In programma il Concorso Internazionale e Concorso Italiano – sezioni competitive che presentano le ultime tendenze del documentario per stile, linguaggio e contenuti.  Confermate le sezioni tradizionali: Il Presente Documentato, film, inchieste e reportage firmati da autori di fama internazionale; Filmare la Musica, dedicata al veicolo comunicativo che, più degli altri, riesce ad oltrepassare confini geografici e barriere culturali; Lo Schermo dell’Arte (presso Cango Cantieri Goldonetta il 27 e 28 novembre) che ritrae i protagonisti dell’arte contemporanea con opere recenti e rarità; Spazio architettura immagine, sezione incentrata sull’architettura e su tematiche urbanistiche.

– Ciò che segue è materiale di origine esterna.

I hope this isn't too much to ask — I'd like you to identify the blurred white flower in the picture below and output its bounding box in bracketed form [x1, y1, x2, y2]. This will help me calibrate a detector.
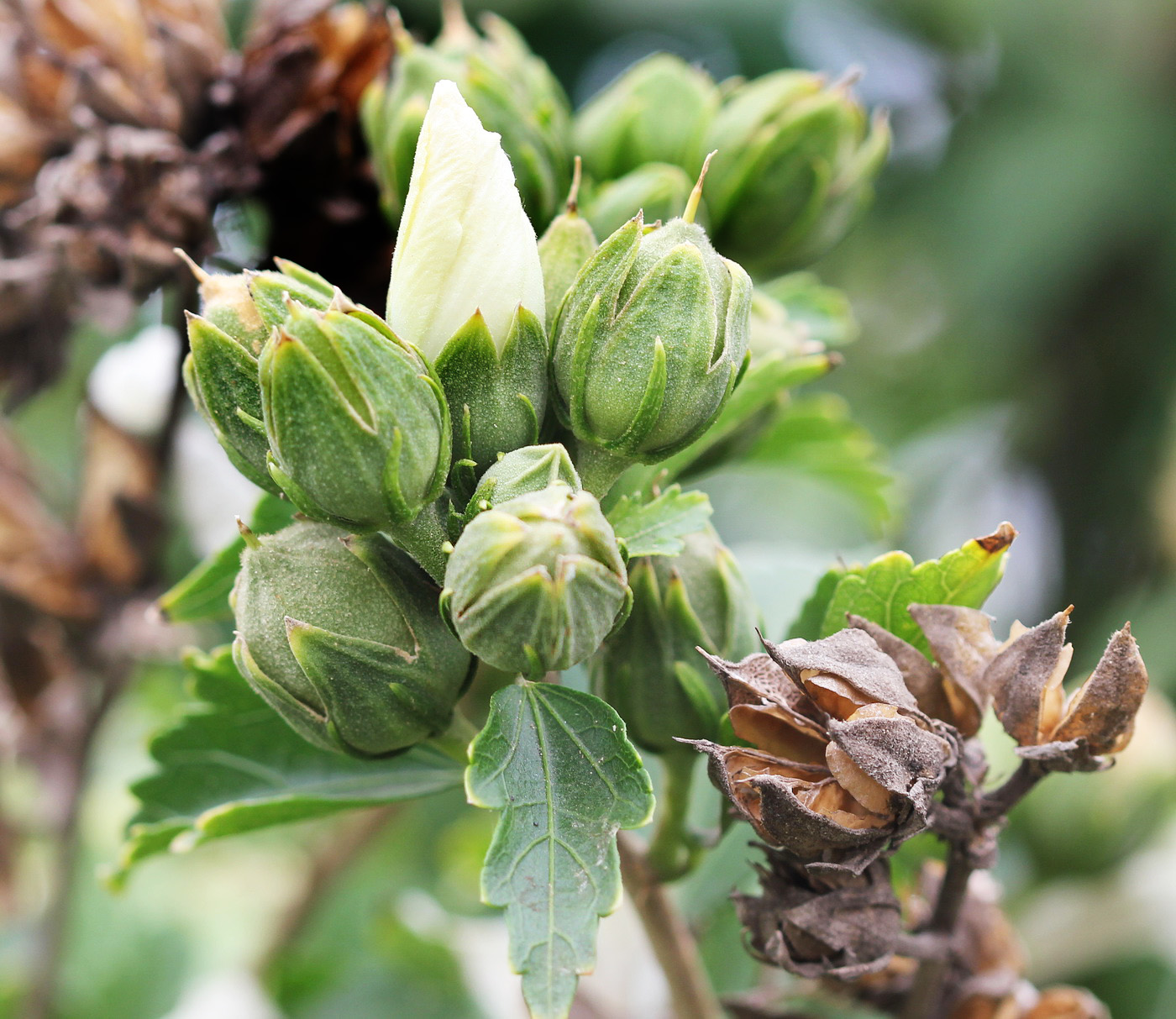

Le sezioni novità di quest’anno: Il vero costo del prodotto, sezione che, seguendo il ciclo di produzione, indaga sullo sfruttamento intensivo dell’ambiente e sugli squilibri causati all’ecosistema; Cuban Stories, una selezione di documentari dedicati alla Cuba di ieri e di oggi; La storia raccontata, sezione che rende conto dell’uso delle testimonianze e dei materiali amatoriali nella trasmissione della storia in alcune opere d’autore; Un decennio di Passioni, a cura della Fondazione Archivio audiovisivo del movimento operaio e democratico, che raccoglie documentari riguardanti il territorio toscano, i movimenti di piazza e il femminismo negli anni 70, con un ospite d’eccezione, Marco Bellocchio; Nuovi sguardi – Africa, riservata alle recenti produzioni di giovani talenti africani; Danza.doc, il cui sguardo è rivolto alla danza contemporanea e ad alcune delle sue maggiori protagoniste.

 

 

Concorso internazionale

Tra gli oltre 900 titoli della produzione dell’ultimo anno arrivati da circa 60 paesi, sono stati selezionati 12 documentari (di 9 paesi) particolarmente significativi per le nuove tendenze del cinema contemporaneo. Tutti i film in anteprima nazionale.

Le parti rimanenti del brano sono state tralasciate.